Fioletov et al. (2002) used estimates of ozone changes from several different, independent sources to derive some data used for this indicator. Differences in the calibration of instruments used to obtain the ground-based and satellite datasets together with interruptions in the observational records produce datasets with measurement errors typically around a few percent (WMO et al., 2010). The figure presented does, however, show good overall agreement among the different data sources for changes in total ozone.
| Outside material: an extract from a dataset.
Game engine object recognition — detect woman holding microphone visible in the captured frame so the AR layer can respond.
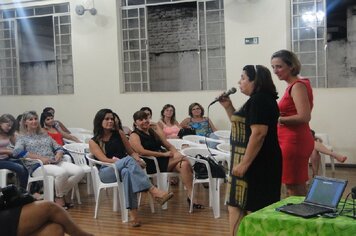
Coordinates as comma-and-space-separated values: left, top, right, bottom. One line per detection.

Summary data for this indicator were provided by the World Meteorological Organization. The 1964-2009 data in this indicator are taken from the Organization’s 2010 Scientific Assessment of Ozone Depletion (WMO et al., 2010), which presents ozone data based on multiple sets of measurements (e.g., Fioletov et al., 2002). The 2010-2012 data were provided by the parties who post total ozone data to the World Ozone and UV Data Centre (Fioletov, 2014).